Navratri may have ended, but we are continuing our series on organ transplant coordinators whose work has helped change the lives of others. Today’s transplant coordinator didn’t know that she was going to be doing this job, this responsibility was suddenly thrust upon her but she readily accepted the challenge. She has seen some difficult cases, but she has not let anything affect her resilient spirit

Aarogya-dayini

An organ transplant coordinator has to remain on their toes. Their mind needs to be alert. For them, every day poses a new challenge. They know their task is not so easy, but the confidence which beams from them, suggests that it is not difficult either. They give their best through a selfless gesture to help save a life.

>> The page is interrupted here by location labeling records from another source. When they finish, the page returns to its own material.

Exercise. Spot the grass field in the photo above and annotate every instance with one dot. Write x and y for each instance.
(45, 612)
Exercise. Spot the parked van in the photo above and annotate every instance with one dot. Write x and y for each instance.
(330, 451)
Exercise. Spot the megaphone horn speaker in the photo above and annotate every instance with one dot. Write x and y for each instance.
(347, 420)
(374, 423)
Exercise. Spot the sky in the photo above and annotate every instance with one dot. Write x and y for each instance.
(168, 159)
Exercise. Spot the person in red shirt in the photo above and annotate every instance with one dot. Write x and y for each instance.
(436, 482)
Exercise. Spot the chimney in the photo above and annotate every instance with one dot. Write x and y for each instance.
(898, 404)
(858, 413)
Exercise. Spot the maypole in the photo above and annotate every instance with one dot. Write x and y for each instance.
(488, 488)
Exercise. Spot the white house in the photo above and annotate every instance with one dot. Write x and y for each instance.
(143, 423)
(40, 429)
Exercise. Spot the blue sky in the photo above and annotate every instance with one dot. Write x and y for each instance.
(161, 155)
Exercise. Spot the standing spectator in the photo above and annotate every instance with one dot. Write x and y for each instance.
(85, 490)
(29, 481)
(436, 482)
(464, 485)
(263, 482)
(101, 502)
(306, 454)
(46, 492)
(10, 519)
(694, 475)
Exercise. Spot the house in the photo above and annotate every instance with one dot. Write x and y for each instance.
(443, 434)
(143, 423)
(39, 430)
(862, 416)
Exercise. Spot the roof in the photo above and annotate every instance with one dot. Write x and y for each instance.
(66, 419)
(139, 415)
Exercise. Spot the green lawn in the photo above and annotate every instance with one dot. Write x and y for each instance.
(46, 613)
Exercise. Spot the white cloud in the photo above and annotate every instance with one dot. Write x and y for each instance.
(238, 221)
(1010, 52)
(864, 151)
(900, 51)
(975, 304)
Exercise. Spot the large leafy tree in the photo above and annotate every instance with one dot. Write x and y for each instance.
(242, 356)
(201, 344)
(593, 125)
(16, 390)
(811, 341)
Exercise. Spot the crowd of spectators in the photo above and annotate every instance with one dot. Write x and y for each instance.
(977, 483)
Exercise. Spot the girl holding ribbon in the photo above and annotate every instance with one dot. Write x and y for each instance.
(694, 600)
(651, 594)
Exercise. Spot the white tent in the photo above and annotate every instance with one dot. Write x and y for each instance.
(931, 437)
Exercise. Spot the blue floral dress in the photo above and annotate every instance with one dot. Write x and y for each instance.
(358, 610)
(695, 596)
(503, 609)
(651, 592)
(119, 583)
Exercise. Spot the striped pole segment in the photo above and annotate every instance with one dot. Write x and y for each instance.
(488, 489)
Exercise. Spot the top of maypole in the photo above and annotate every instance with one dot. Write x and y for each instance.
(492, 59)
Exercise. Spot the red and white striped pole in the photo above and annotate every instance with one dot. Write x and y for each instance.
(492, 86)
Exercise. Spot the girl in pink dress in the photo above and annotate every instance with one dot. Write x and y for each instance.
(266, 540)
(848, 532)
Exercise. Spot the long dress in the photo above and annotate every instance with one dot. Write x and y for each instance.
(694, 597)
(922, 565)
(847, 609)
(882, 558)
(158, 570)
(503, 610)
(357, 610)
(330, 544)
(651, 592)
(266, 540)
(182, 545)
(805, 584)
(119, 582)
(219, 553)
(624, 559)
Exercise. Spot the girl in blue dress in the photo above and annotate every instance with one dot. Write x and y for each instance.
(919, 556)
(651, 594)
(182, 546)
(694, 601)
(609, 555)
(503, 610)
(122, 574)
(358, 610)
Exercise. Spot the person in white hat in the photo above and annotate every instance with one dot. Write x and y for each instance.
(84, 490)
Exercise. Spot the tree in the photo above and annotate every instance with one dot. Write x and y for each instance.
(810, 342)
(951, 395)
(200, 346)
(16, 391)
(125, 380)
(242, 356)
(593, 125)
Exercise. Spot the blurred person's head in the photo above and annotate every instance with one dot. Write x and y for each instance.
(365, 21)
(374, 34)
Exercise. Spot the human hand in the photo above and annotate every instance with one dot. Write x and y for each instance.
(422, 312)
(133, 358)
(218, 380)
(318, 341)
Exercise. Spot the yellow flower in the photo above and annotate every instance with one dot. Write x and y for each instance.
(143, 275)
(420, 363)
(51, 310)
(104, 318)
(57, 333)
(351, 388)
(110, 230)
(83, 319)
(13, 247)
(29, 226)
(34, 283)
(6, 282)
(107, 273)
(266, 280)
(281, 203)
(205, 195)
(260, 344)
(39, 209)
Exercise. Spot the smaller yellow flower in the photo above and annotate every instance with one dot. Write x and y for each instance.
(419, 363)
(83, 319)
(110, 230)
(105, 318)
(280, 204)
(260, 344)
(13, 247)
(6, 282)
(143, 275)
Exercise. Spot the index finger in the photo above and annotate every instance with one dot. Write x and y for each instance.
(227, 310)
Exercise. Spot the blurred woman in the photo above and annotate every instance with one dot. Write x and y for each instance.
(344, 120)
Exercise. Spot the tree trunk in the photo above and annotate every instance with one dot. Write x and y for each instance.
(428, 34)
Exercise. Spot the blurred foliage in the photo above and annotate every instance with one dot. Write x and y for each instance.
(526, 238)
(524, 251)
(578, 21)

Meet Priti Jain, a 40-year-old woman from Nagpur, Maharashtra. Priti works as an organ transplant coordinator with Alexis Hospital. She has been associated with the hospital administration since the past 15 years.

Priti who took over the responsibility as an organ transplant coordinator accidently, says, “I knew about eye and kidney donation. But, the knowledge which I had was not in-depth. I used to witness my colleagues counselling patient’s relatives. One day, I was entrusted to do the job, by accident. I was a bit reluctant at first. But, then went ahead and accepted the challenge.”

While narrating her first experience, she recalled, “Even today, I clearly remember what happened on that fateful day. The incidence, when I had done counselling of a brain-dead donor family for the first time, unfolds in front of my eyes. My seniors weren’t with me, I was all alone. But, the family I was speaking to were really good. When I approached them and explained the procedure, they said YES! I couldn’t express my happiness in words, when that happened.”

“The procedure went on, and I decided, this is my career and the path on which I want to walk for the rest of the life,” Priti further added.

Priti has been doing counselling work since 2011, and over the past eight years, she has counselled 35 patients.

“Every day is a new beginning. You won’t be successful every time. Failure is a part of life, but we should not lose hope. Every donation, in which I am a small part of, motivates me to go forward,” says Priti.

On being asked which moment she will remember for her rest of the life. Priti informed, “I was once counselling a woman, whose husband was declared brain-dead by doctors. When I approached her, she asked, instead of donation the organs of my husband, why can’t you transplant someone’s brain onto my husband? Is there no system in place to transplant a brain?”

She stated that the question shattered her from within. But, I knew, I can’t lose hope. And, finally, after speaking and convincing her the lady said yes for the donation.

Counselling the family of a brain-dead donor is a difficult task, as the family is going through a lot at that time. And the coordinator has to deal with their anger and emotions.

“The family is always keen to know the recipient of the organs. We are not supposed to disclose this information. So, we tell the family, wherever your loved ones are, a part of them is still alive and they have given a new life to someone,” concluded Priti.